Innovation mapping uses new data sources, data science methods and visualisation tools to help policymakers navigate complex innovation systems, helping answer questions such as: “Where is innovation happening? Who is doing it? What do we do about it?” with unprecedented levels of precision and timeliness.
A community of leading-edge researchers and companies are using new techniques to measure and map innovation. Here are some of the tools we use in our work at Nesta:
Nesta is attempting to transform innovation policy with new data sources, analytic methods and ways of communicating insights. This is an area where we are quickly developing a track record of original research.
In 2010, Nesta published the research report, Creative Clusters and Innovation: putting creativity on the map, which mapped the UK’s creative clusters. This showed where they are located geographically, which sectors form them, and what their role is in the wider innovation ecosystem.
In 2014, we created A Map of the UK Games Industry. Here, a big data approach was used to measure and map the UK games industry and track its evolution over time. It found that the games industry is much larger than previously thought – almost 2,000 games companies in 12 key hubs of game-making activity were mapped across the UK.
Later in 2016, we developed The Geography of Creativity in the UK report, in partnership with Creative England. This study found that creative industries are increasingly important to local economies across the UK and mapped the 47 main creative clusters, helping to identify that there was a 28 per cent growth in creative employment between 2007 and 2014.
In the same year, Nesta and Tech City, in partnership with Growth Intelligence, published the Tech Nation report, providing a comprehensive analysis of the UK’s digital tech industries. To gain comprehensive insight into digital employment, we analysed government data, job advertisements, and official ONS data. This data helped map the impact of the digital technology economy on wider business, employment, and economic trends.

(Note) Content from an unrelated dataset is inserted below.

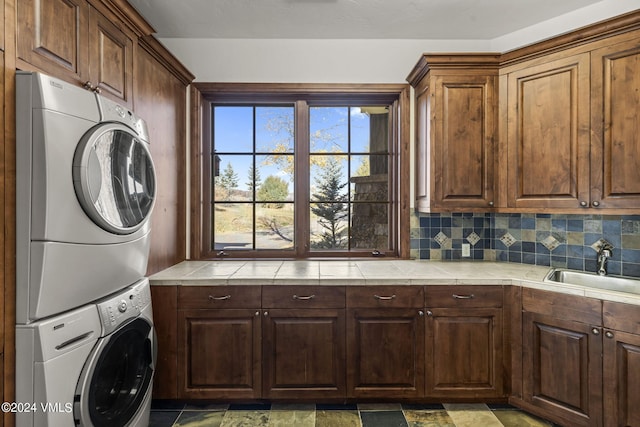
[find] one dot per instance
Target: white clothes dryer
(92, 366)
(85, 192)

In early 2018, Nesta launched Creative Nation, the latest output in a long line of projects mapping the creative industries in the UK. As part of this, Nesta published a report, an interactive visualisation and an open dataset to maximise the usefulness of the work for many different audiences. The analysis in Creative Nation has helped unlock £64m of investment in the creative industries from the Government’s Industrial Strategy Challenge Fund. The report presents eight key findings based on our analysis of the data, and is accompanied by an open dataset and interactive visualisation to help anybody explore the data.
Arloesiadur is a collaboration between Nesta and Welsh Government to map innovation in Wales. We have used new data to measure and visualise Wales’ industry, research and tech networks with the goal of informing government policies that drive growth.

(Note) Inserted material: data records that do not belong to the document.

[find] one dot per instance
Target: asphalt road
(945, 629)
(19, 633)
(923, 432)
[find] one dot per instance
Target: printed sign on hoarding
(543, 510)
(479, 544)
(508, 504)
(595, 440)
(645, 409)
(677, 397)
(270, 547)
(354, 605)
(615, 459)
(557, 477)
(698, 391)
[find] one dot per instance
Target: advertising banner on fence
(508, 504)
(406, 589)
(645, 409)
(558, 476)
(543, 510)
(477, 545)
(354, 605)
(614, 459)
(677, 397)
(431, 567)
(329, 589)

Economists and policymakers recognise that innovation is one of the main ways to address the big challenges of our time. But to support innovation, we need to understand it first. In Arloesiadur (Innovation Directory in Welsh), Nesta has tried to create this data by using new data sources, data science methods and visualisations about about industrial, tech networking and research activity in Wales. In doing so, we aim to answer big questions about Wales’ industrial and research strengths, its collaboration networks and future economic opportunities.
In 2018, we launched The Immersive Economy in the UK. This report, commissioned by Immerse UK with funding from Innovate UK, provides hard data about the size of the sector, its performance, its geography, the drivers of success and the barriers to growth. Information was gathered and analysed by Nesta, with help from Glass – a startup with expertise in text mining from websites – and from strategy and research consultancy MTM London, through a combination of machine learning, a business survey and in-depth interviews.
Our analysis showed that immersive is already an economic reality in the UK, with around 1,000 immersive specialist companies in the UK employing around 4,500 people and generating £660 million in sales, potentially representing as much as 9 per cent of the global market share. We also showed that although much of the immersive activity is concentrated in London, there are hotspots of activity across the UK, including hotspots in Brighton, Bristol, Newcastle, Liverpool, Manchester, Cambridge, Oxford and Edinburgh.
The analysis in the report is providing a valuable evidence base for ongoing policy interventions to support the immersive economy in the UK, including through the Audiences of the Future Industrial Strategy Challenge Fund.